This data is a slightly modified version of a dataset created by Paul Clough (Information Studies) and Mark Stevenson (Computer Science), at the University of Sheffield. You can read all about the data collection and corpus, at [their university webpage](https://ir.shef.ac.uk/cloughie/resources/plagiarism_corpus.html). 

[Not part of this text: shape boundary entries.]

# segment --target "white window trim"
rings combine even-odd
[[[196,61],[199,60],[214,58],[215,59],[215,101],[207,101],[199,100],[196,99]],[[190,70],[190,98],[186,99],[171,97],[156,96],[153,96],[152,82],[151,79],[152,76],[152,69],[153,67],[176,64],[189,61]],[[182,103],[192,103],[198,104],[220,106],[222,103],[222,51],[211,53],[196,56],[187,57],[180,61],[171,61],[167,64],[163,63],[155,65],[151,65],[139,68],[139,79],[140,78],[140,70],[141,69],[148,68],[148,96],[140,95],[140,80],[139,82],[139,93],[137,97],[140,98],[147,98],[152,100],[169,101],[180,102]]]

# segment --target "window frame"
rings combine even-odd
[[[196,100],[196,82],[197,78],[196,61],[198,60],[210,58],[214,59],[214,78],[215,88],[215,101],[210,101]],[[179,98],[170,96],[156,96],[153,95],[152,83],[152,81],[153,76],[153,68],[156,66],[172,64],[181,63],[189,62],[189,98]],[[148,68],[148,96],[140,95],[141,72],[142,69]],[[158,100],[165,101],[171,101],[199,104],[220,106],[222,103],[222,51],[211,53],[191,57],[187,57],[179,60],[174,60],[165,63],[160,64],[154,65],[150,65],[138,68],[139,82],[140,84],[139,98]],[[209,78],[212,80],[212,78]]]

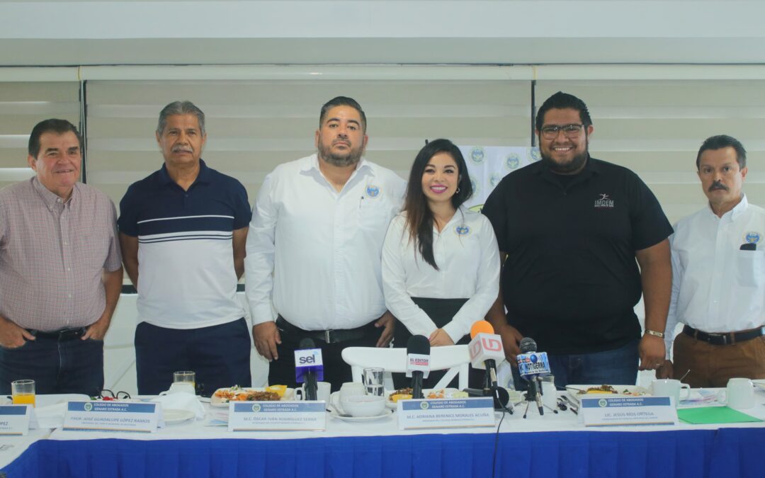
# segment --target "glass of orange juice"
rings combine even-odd
[[[11,382],[11,396],[14,405],[34,406],[34,380],[15,380]]]

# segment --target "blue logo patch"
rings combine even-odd
[[[521,158],[515,153],[510,153],[507,155],[507,158],[505,158],[505,165],[507,166],[507,169],[510,171],[517,168],[520,164]]]
[[[496,187],[496,185],[500,184],[502,180],[502,175],[499,173],[492,173],[491,176],[489,177],[489,184],[491,184],[492,187]]]
[[[754,231],[750,231],[744,235],[744,240],[746,241],[747,244],[759,244],[761,239],[762,235],[760,232],[755,232]]]
[[[377,197],[380,195],[380,188],[377,186],[369,184],[366,187],[366,197]]]
[[[476,146],[470,150],[470,161],[472,161],[476,164],[480,164],[483,162],[483,159],[486,158],[486,153],[483,151],[483,148],[480,146]]]

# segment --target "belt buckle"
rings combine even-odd
[[[728,345],[728,334],[727,333],[710,333],[710,337],[721,337],[722,339],[722,344]]]

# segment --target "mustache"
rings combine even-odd
[[[728,186],[725,186],[724,184],[723,184],[720,181],[715,181],[711,184],[710,184],[708,190],[710,192],[711,192],[711,191],[714,191],[714,190],[717,190],[718,189],[721,189],[721,190],[722,190],[724,191],[727,191],[727,190],[730,190],[730,188]]]

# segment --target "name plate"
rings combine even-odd
[[[63,429],[156,431],[160,414],[157,405],[125,402],[70,402],[63,415]]]
[[[229,431],[323,431],[324,402],[230,402]]]
[[[582,397],[579,416],[585,427],[677,424],[669,397]]]
[[[0,435],[29,433],[32,408],[29,405],[0,405]]]
[[[399,400],[398,407],[399,430],[494,426],[491,397]]]

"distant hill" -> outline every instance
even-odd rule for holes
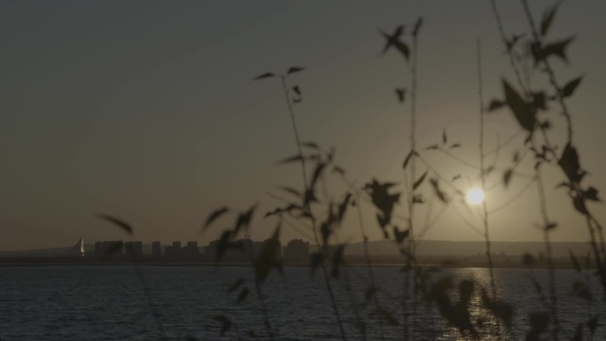
[[[285,245],[283,244],[283,246]],[[165,246],[165,245],[163,245]],[[200,245],[206,246],[206,245]],[[539,254],[544,252],[545,245],[542,242],[492,242],[493,253],[508,256],[521,256],[530,252]],[[72,248],[58,247],[49,249],[4,251],[0,252],[0,258],[12,257],[58,257],[65,255]],[[551,243],[554,257],[569,257],[569,250],[575,255],[581,256],[591,252],[589,243],[581,242],[553,242]],[[417,255],[436,257],[468,257],[484,255],[486,253],[485,242],[448,242],[439,240],[419,240],[417,241]],[[87,253],[92,253],[95,246],[85,244],[84,250]],[[151,254],[151,244],[144,244],[144,254]],[[369,252],[371,256],[392,256],[399,254],[398,249],[392,241],[372,241],[369,242]],[[346,247],[345,254],[358,256],[364,254],[362,243],[354,243]]]
[[[591,252],[589,243],[582,242],[553,242],[551,243],[554,257],[569,257],[569,250],[576,255],[585,255]],[[503,252],[508,256],[521,256],[524,253],[538,254],[544,252],[542,242],[491,242],[493,253]],[[417,241],[418,256],[474,256],[486,254],[486,242],[447,242],[439,240]],[[346,247],[347,255],[361,255],[364,253],[362,243],[355,243]],[[395,255],[398,249],[392,241],[369,242],[369,253],[373,256]]]

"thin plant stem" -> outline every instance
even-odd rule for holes
[[[282,75],[280,76],[280,79],[282,81],[282,87],[284,91],[284,99],[286,100],[286,105],[288,107],[288,112],[291,116],[291,123],[292,125],[292,132],[295,137],[295,143],[297,143],[297,151],[299,151],[299,157],[300,159],[300,163],[301,163],[301,174],[303,176],[303,188],[305,189],[305,195],[307,195],[307,192],[309,190],[308,184],[307,184],[307,172],[306,170],[305,167],[305,158],[303,157],[303,150],[301,148],[301,141],[299,137],[299,129],[297,128],[297,120],[295,119],[294,115],[294,111],[292,110],[292,104],[291,103],[291,97],[288,92],[288,86],[286,85],[286,77]],[[312,229],[314,230],[314,239],[315,240],[315,244],[320,245],[320,238],[318,237],[318,231],[317,231],[317,224],[315,221],[315,217],[314,216],[314,213],[312,213],[311,210],[311,205],[308,202],[308,200],[305,200],[306,202],[306,207],[305,209],[309,213],[309,218],[312,222]],[[318,250],[320,252],[320,250]],[[338,329],[341,333],[341,338],[343,340],[346,340],[347,337],[346,337],[345,333],[345,329],[343,328],[343,322],[341,321],[341,316],[338,312],[338,307],[337,306],[337,300],[335,298],[334,292],[332,291],[332,286],[330,284],[330,280],[328,275],[328,272],[326,270],[326,266],[324,264],[323,257],[322,258],[322,260],[320,261],[320,266],[322,267],[322,273],[324,277],[324,283],[326,284],[326,289],[328,291],[330,298],[330,304],[332,306],[332,309],[335,313],[335,318],[337,319],[337,322],[338,324]]]
[[[479,97],[479,155],[480,155],[480,182],[482,190],[486,192],[486,169],[484,167],[484,94],[482,91],[482,53],[480,48],[480,40],[477,41],[477,54],[478,54],[478,95]],[[486,242],[486,259],[488,260],[488,269],[490,271],[490,288],[493,294],[493,299],[496,299],[496,284],[494,283],[494,272],[493,266],[493,253],[491,251],[490,242],[490,229],[488,225],[488,209],[486,201],[482,200],[482,224],[484,225],[484,236]]]
[[[552,318],[554,319],[553,337],[554,341],[558,339],[560,334],[560,318],[557,313],[557,292],[556,291],[556,271],[554,269],[553,252],[551,250],[551,242],[549,240],[549,217],[547,212],[547,198],[545,197],[545,186],[543,184],[543,177],[540,173],[540,167],[537,167],[537,190],[539,191],[539,202],[540,204],[540,214],[543,219],[543,240],[545,241],[545,252],[547,253],[548,274],[549,276],[549,298],[550,310]]]
[[[259,297],[259,302],[260,303],[261,312],[263,313],[263,323],[265,323],[265,329],[268,330],[270,340],[275,340],[274,331],[271,329],[271,323],[269,322],[269,313],[268,307],[265,305],[265,298],[263,298],[263,293],[261,292],[260,284],[259,283],[259,279],[254,279],[254,289],[257,291],[257,296]]]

> **Citation for data**: Clough, P. and Stevenson, M. Developing A Corpus of Plagiarised Short Answers, Language Resources and Evaluation: Special Issue on Plagiarism and Authorship Analysis, In Press. [Download]

In [None]:
import os
import methods 
import pandas as pd
import numpy as np
from sklearn.feature_extraction.text import CountVectorizer

In [2]:
!wget https://s3.amazonaws.com/video.udacity-data.com/topher/2019/January/5c4147f9_data/data.zip
!unzip data

This plagiarism dataset is made of multiple text files; each of these files has characteristics that are is summarized in a `.csv` file named `file_information.csv`, which we can read in using `pandas`.

In [4]:
csv_file = 'data/file_information.csv'

plagiarism_df = pd.read_csv(csv_file)
plagiarism_df.head()

Unnamed: 0,File,Task,Category
0,g0pA_taska.txt,a,non
1,g0pA_taskb.txt,b,cut
2,g0pA_taskc.txt,c,light
3,g0pA_taskd.txt,d,heavy
4,g0pA_taske.txt,e,non


In [5]:
def numerical_dataframe(csv_file='data/file_information.csv'):
    
    '''
    Reads in a csv file which is assumed to have `File`, `Category` and `Task` columns.
    This function does two things: 
       1) converts `Category` column values to numerical values 
       2) Adds a new, numerical `Class` label column.
    The `Class` column will label plagiarized answers as 1 and non-plagiarized as 0. 
    Source texts have a special label, -1.
    
    :param csv_file: 
        The directory for the file_information.csv file
    :return: 
        A dataframe with numerical categories and a new `Class` label column
    '''
    
    classifier = {'non': 0, 'heavy': 1, 'light': 1, 'cut': 1, 'orig': -1}
    category = {'non': 0, 'heavy': 1, 'light': 2, 'cut': 3, 'orig': -1}
    
    df = pd.read_csv(csv_file)
    
    df['Class'] = df['Category'].apply(lambda x: classifier.get(x, ''))
    df['Category'] = df['Category'].apply(lambda x: category.get(x, ''))
    
    return df

In [6]:
transformed_df = numerical_dataframe(csv_file ='data/file_information.csv')
transformed_df.head(5)

Unnamed: 0,File,Task,Category,Class
0,g0pA_taska.txt,a,0,0
1,g0pA_taskb.txt,b,3,1
2,g0pA_taskc.txt,c,2,1
3,g0pA_taskd.txt,d,1,1
4,g0pA_taske.txt,e,0,0


In [8]:
text_df = methods.create_text_column(transformed_df)
text_df.head()

Unnamed: 0,File,Task,Category,Class,Text
0,g0pA_taska.txt,a,0,0,inheritance is a basic concept of object orien...
1,g0pA_taskb.txt,b,3,1,pagerank is a link analysis algorithm used by ...
2,g0pA_taskc.txt,c,2,1,the vector space model also called term vector...
3,g0pA_taskd.txt,d,1,1,bayes theorem was names after rev thomas bayes...
4,g0pA_taske.txt,e,0,0,dynamic programming is an algorithm design tec...


In [9]:
row_idx = 0
sample_text = text_df.iloc[row_idx]['Text']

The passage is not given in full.